Chapitre 12 : Résurrection - Page 15 sur 17

Nétona entra dans l’immense salle éclairée par les braseros aux lueurs rouges et dansantes. Il n’aimait pas beaucoup cet endroit. Il ne savait pas pourquoi, mais il avait associé cette salle au nouveau visage qu’avait pris son culte, et c’était un visage dont il n’aimait pas tous les tenants et aboutissants. Le père d’Elibohme n’aurait probablement pas approuvé la voie que le culte suivait à présent. Nétona l’avait suffisamment bien connu pour en arriver à cette conclusion. Elibohme était si différent de son père, si imbu de sa personne, si colérique, et parfois d’étranges pensées traversaient l’esprit de Nétona.

Lorsque Elibohme l’avait fait libéré de la planète-prison, il lui avait raconté comment la Déesse lui était apparue. Parfois Nétona se demandait si le changement de couleur des yeux de son seigneur et sa vision de la Déesse n’avait été uniquement provoqué par l'ingestion des baies nocives qui poussaient dans la forêt à côté du palais des Lasdades.
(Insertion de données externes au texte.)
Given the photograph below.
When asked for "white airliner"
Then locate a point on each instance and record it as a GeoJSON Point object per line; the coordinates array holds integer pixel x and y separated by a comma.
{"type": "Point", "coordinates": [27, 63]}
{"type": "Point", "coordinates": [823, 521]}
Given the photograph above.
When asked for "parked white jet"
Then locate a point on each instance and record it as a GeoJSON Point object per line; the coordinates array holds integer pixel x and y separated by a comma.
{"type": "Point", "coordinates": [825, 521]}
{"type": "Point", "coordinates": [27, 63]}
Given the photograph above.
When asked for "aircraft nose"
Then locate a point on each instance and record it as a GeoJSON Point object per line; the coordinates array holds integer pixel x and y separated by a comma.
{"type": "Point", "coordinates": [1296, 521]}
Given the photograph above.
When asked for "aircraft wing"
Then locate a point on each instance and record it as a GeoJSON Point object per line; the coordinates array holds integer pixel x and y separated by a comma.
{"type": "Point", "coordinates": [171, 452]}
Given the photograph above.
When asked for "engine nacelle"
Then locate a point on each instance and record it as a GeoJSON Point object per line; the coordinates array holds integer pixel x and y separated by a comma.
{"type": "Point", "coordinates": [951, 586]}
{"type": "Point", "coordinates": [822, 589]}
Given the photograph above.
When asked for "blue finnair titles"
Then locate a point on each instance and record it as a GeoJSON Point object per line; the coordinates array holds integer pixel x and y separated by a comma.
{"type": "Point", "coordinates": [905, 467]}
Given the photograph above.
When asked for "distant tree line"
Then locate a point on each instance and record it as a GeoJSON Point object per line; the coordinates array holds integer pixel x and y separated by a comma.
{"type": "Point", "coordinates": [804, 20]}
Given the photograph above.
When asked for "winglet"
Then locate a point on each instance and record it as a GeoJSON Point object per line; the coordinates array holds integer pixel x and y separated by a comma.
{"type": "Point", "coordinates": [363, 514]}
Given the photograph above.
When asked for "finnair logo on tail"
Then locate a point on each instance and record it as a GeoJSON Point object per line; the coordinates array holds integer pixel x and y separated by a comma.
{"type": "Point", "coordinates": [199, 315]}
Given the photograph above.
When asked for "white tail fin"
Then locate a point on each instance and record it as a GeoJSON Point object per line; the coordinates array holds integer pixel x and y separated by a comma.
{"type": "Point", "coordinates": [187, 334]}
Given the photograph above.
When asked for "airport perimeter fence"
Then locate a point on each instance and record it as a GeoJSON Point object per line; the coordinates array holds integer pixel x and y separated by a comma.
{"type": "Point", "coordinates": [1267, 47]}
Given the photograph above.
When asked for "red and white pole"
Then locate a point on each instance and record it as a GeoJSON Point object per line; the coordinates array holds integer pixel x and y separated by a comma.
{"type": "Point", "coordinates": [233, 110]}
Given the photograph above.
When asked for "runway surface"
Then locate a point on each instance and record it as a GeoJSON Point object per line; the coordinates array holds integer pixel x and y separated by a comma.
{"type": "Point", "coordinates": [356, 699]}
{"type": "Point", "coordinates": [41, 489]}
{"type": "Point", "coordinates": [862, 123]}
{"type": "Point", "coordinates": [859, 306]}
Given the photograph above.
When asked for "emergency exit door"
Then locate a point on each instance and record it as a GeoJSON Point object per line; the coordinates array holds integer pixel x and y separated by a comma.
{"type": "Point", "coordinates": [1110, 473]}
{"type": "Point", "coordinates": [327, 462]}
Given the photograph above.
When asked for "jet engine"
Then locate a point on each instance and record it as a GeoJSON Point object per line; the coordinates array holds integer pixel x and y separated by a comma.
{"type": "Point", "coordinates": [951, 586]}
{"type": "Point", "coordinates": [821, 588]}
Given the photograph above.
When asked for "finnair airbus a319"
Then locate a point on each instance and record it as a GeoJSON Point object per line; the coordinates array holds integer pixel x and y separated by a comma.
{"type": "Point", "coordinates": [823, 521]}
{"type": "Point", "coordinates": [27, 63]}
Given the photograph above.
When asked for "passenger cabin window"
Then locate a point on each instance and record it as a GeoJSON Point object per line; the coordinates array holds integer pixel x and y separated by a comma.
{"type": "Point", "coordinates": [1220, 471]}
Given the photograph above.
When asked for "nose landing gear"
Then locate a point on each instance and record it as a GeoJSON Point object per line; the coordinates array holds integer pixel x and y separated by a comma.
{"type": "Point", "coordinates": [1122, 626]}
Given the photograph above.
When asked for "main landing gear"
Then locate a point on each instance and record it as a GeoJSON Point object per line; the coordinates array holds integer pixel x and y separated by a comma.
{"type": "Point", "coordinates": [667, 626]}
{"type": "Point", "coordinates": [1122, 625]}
Nétona chassait ces idées de sa tête, mais elles revenaient sans cesse, lui soufflant à l’oreille que son soi-disant seigneur n’était en fait qu’un gamin immature qui se prenait pour le fils d’une Déesse. Il ne devait pas se permettre d’avoir de telles pensées. C’était un manque de foi évident.

Le trône étant vide, il traversa rapidement la salle, le bruit de ses pas résonnant sur le sol de pierre. Arrivé devant la porte qui donnait accès aux appartements d’Elibohme, il frappa deux coups secs. Une jeune servante vint lui ouvrir et le fit pénétrer dans le salon privé. Elle s’éclipsa pour prévenir son seigneur de la visite.

Nétona resta debout dans la pièce. Il n’osait pas s’asseoir sur l’un des fauteuils de velours bleu nuit, par peur de la réaction de son seigneur. Les meubles de cette pièce étaient de très bonne qualité et Elibohme avait dépensé une fortune pour se les procurer. Ils avaient un aspect vieillot, et ils rappelaient aux visiteurs éventuels, d'Ennoralck était une planète peu évoluée technologiquement.

Nétona cessa de laisser errer ses pensées et repassa dans sa tête les mots exacts qu’il avait prévu de dire à son seigneur. Les nouvelles étaient mauvaises et il savait qu’Elibohme allait sûrement faire une de ses crises de colère habituelles. Nétona avait décidé de bien choisir ses mots, non pas pour éviter cette crise, mais simplement pour l’atténuer.

Elibohme entra dans le salon. Pour la vingtième fois de la journée, il venait de se coiffer en s’admirant devant sa glace. Avec une élégance maniérée, il s’assit sur l’un des fauteuils de velours et regarda son lieutenant d’un air hautain.